Dreary, rainy Friday

Sep 23, 2011 16:16

It's been a super productive but super long week at work, and I have reached the breaking point. There are things I could be doing right now, but they are all tedious and annoying and it's 4 p.m. on Friday so I stopping work for the moment. So. How are you doing flist? You're looking just lovely these days.

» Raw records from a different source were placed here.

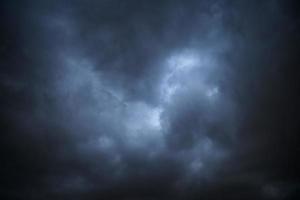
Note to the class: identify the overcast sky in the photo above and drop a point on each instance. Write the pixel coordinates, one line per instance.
(149, 99)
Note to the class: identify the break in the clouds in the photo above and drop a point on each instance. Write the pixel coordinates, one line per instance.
(149, 99)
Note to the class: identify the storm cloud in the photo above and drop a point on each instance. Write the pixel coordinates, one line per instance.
(149, 99)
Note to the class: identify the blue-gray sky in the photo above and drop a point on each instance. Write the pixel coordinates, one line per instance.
(149, 100)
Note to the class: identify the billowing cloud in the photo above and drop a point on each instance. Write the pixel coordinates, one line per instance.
(149, 99)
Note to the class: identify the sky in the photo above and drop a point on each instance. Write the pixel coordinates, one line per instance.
(149, 99)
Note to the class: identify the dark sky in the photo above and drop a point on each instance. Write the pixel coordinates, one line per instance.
(149, 99)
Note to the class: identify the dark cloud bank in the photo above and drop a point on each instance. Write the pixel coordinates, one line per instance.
(149, 100)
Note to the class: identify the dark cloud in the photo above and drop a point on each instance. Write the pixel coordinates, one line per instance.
(149, 99)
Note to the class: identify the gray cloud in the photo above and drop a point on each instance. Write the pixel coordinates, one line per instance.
(149, 100)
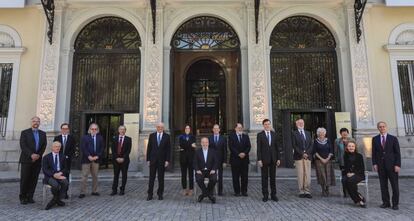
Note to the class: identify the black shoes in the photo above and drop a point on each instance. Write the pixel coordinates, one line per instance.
(212, 199)
(200, 198)
(385, 205)
(274, 198)
(50, 204)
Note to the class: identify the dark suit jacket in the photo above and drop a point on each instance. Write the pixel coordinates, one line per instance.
(220, 148)
(69, 148)
(299, 146)
(212, 160)
(159, 154)
(48, 166)
(354, 164)
(86, 147)
(267, 154)
(186, 150)
(237, 147)
(28, 145)
(125, 150)
(388, 157)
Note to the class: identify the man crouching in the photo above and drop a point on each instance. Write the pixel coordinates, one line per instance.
(54, 167)
(205, 165)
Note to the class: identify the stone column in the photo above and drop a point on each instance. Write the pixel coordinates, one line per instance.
(49, 72)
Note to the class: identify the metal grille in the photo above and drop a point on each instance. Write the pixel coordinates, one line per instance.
(205, 33)
(406, 78)
(106, 70)
(6, 72)
(304, 75)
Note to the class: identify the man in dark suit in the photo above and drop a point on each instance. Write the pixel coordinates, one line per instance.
(386, 159)
(32, 144)
(302, 147)
(239, 144)
(219, 144)
(158, 158)
(205, 165)
(54, 170)
(268, 158)
(68, 147)
(121, 148)
(92, 147)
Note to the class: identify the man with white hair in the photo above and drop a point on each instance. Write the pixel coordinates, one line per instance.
(205, 164)
(32, 144)
(54, 170)
(158, 158)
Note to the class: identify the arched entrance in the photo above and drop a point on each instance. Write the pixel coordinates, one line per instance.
(304, 78)
(205, 96)
(105, 78)
(205, 50)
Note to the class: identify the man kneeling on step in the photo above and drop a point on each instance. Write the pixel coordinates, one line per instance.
(205, 165)
(54, 168)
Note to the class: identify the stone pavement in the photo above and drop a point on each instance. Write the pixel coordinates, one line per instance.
(133, 205)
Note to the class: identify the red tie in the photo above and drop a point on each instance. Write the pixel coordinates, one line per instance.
(120, 146)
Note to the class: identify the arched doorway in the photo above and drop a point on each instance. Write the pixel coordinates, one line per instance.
(304, 78)
(105, 77)
(205, 96)
(205, 50)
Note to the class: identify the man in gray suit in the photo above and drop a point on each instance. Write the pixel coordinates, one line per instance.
(302, 146)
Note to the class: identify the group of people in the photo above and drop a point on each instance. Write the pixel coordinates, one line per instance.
(208, 161)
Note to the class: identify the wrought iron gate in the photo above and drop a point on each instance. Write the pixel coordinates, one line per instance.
(304, 73)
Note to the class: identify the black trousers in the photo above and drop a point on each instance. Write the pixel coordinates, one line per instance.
(212, 180)
(59, 187)
(386, 175)
(186, 164)
(118, 168)
(351, 186)
(239, 171)
(269, 171)
(220, 178)
(29, 174)
(154, 169)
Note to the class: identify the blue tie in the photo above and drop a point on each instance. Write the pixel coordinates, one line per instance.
(36, 136)
(56, 162)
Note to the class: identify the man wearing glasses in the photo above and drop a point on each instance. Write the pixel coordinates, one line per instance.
(91, 147)
(68, 147)
(32, 144)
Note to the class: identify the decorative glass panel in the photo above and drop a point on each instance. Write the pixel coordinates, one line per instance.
(205, 33)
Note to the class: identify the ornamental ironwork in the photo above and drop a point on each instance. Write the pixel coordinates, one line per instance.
(205, 33)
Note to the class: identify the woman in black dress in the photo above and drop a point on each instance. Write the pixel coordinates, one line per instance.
(187, 145)
(355, 173)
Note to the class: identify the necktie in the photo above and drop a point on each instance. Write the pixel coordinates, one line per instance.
(56, 163)
(36, 136)
(94, 144)
(120, 146)
(64, 144)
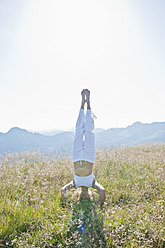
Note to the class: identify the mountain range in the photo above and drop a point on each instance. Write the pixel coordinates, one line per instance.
(17, 139)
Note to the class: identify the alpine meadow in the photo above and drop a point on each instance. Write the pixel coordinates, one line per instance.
(32, 213)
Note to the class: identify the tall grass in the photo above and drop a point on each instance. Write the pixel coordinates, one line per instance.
(33, 215)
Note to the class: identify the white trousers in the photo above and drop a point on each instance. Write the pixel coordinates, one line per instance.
(84, 140)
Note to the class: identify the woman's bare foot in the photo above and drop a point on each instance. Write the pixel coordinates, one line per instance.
(88, 99)
(83, 94)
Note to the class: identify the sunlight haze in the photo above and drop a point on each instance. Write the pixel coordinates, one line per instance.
(51, 50)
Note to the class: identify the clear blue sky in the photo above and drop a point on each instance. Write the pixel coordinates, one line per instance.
(50, 50)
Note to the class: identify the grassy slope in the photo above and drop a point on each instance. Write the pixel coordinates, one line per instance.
(32, 215)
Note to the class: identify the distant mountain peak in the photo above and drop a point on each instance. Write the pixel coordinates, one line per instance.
(17, 130)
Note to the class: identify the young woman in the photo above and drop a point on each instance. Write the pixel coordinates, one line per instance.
(84, 151)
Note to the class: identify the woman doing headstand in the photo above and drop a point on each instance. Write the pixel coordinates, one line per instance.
(84, 151)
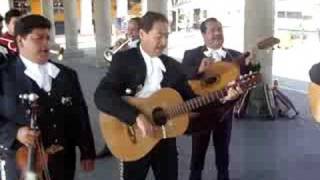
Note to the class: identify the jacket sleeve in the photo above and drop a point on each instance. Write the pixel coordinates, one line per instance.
(8, 133)
(314, 73)
(84, 138)
(190, 65)
(108, 93)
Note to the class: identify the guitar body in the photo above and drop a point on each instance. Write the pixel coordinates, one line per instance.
(314, 100)
(223, 72)
(126, 142)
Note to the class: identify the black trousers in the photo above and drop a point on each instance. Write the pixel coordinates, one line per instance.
(221, 135)
(163, 159)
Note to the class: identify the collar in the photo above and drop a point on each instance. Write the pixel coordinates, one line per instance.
(152, 60)
(221, 52)
(52, 69)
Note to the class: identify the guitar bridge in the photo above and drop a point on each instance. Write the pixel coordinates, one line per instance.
(164, 132)
(54, 149)
(132, 134)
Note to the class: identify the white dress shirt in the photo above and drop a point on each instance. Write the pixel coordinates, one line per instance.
(133, 44)
(154, 75)
(217, 54)
(42, 74)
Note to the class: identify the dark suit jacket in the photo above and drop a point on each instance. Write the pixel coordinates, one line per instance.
(126, 76)
(191, 62)
(63, 123)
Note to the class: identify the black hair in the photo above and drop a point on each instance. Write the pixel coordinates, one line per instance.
(150, 18)
(26, 24)
(10, 14)
(136, 20)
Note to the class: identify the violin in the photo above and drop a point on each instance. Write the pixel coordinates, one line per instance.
(32, 160)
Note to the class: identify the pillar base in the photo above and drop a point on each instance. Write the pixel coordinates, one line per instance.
(73, 53)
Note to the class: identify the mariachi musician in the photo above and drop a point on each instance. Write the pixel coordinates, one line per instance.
(63, 117)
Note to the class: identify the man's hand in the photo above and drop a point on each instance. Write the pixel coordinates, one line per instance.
(233, 93)
(205, 63)
(145, 126)
(87, 165)
(27, 136)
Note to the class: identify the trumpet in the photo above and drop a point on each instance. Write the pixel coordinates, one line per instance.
(108, 53)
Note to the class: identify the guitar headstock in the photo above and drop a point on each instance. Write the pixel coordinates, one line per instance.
(248, 81)
(267, 42)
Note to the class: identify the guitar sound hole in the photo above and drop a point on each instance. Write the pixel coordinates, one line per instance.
(159, 116)
(210, 80)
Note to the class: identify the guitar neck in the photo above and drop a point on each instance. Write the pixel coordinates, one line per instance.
(196, 103)
(188, 106)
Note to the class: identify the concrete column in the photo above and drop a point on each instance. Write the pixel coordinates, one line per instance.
(70, 26)
(103, 23)
(5, 6)
(47, 11)
(259, 24)
(155, 5)
(86, 26)
(122, 8)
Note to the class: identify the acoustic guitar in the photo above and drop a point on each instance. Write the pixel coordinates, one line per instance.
(166, 109)
(314, 101)
(219, 74)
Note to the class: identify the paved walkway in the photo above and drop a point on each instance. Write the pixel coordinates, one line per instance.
(260, 149)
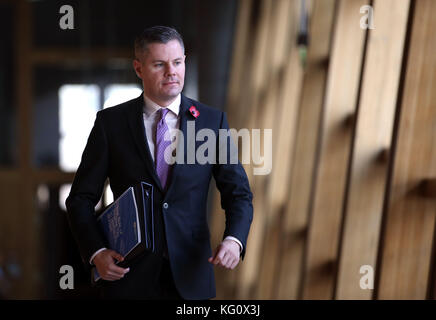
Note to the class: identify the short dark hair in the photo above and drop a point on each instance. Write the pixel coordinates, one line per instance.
(159, 34)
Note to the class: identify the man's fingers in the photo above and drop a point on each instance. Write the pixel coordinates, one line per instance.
(117, 270)
(225, 259)
(117, 256)
(220, 256)
(234, 264)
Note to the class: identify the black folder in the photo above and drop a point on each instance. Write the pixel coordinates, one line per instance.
(128, 225)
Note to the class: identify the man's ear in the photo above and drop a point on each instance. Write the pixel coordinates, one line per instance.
(137, 66)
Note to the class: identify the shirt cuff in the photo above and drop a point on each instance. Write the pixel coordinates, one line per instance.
(95, 253)
(237, 241)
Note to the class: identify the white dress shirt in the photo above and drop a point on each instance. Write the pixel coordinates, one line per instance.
(172, 120)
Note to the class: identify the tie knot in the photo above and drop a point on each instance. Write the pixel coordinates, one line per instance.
(163, 112)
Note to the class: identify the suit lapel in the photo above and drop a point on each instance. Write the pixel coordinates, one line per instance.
(136, 123)
(185, 116)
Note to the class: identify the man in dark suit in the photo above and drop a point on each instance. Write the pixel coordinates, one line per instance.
(127, 146)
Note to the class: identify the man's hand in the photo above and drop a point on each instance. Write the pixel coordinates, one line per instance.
(226, 254)
(106, 267)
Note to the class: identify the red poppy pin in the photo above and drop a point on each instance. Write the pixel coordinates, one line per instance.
(195, 113)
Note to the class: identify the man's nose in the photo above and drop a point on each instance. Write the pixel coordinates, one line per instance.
(170, 70)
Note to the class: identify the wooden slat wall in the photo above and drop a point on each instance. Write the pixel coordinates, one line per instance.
(410, 220)
(294, 223)
(372, 138)
(354, 152)
(353, 143)
(342, 90)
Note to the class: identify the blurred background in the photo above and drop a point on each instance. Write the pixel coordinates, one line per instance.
(348, 88)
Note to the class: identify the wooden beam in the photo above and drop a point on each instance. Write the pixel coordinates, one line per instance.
(373, 135)
(294, 226)
(410, 218)
(341, 96)
(278, 113)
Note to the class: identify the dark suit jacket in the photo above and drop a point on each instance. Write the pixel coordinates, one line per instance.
(117, 149)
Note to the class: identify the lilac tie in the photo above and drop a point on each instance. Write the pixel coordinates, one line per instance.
(162, 167)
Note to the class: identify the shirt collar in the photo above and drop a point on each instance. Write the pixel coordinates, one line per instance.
(152, 107)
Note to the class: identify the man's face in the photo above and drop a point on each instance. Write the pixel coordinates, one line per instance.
(162, 70)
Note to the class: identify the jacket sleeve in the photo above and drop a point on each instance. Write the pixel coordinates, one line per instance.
(233, 185)
(86, 191)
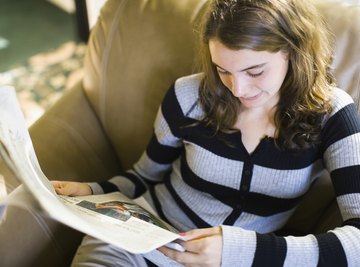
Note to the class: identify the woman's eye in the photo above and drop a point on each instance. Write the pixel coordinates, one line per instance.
(255, 74)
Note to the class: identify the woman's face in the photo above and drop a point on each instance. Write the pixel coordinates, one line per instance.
(254, 77)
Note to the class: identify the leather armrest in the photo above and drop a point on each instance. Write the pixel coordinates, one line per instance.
(70, 142)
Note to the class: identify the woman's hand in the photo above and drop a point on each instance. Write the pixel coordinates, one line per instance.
(71, 188)
(203, 248)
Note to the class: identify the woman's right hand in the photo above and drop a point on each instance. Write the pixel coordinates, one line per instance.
(71, 188)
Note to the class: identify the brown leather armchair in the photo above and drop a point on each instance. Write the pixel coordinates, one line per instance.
(136, 51)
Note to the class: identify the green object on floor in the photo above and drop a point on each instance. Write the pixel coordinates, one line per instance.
(28, 27)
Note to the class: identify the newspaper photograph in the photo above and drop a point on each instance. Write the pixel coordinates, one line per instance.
(129, 224)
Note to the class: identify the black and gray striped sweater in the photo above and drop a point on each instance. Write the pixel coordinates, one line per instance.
(199, 181)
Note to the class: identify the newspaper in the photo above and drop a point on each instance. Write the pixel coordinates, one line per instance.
(113, 218)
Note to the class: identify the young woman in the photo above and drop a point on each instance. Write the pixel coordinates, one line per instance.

This week has felt weird. Strained. I don't know if it is the weird weather or if I am getting sick. Or if it's the fact that work was relatively physically demanding and that on top of training has my body worn out. (It would be really sad if that were the case. I know I am not like, an athlete or anything but I can't be THAT out of shape. Maybe it's all of the above.) Anyway, it's been kinda crappy and rainy and humid so the air pressure is all screwed up I am sure. Anyway... It's also felt weird because (TMI alert) This is the first time in about a year I have had my period without being on BCP. I have become very anti-BCP (for me and my body, not for people in general) over the past few months and it feels good to not be taking it but also my body has been a little "WTF did you do to me, Sarah!?" It's also felt weird because - and this again is probably a combination of things - but I sort of feel like, what the hell am I doing? With MY LIFE? I dunno. Work is actually busy but it's like, do I want to be doing this work? A part of me does, a part of me feels like I should be higher in my career right now. (And I don't even know what that means, really, but I feel it.) I like where I live, but it would be nice to afford to live by myself. I would like to have a boyfriend. The online dating thing hasn't turned out too well. I am in debt, and am feeling overwhelmed with it. It's just been one of those What's The Point weeks. You know? (Please say you do and I am not the only one who feels that way sometimes.)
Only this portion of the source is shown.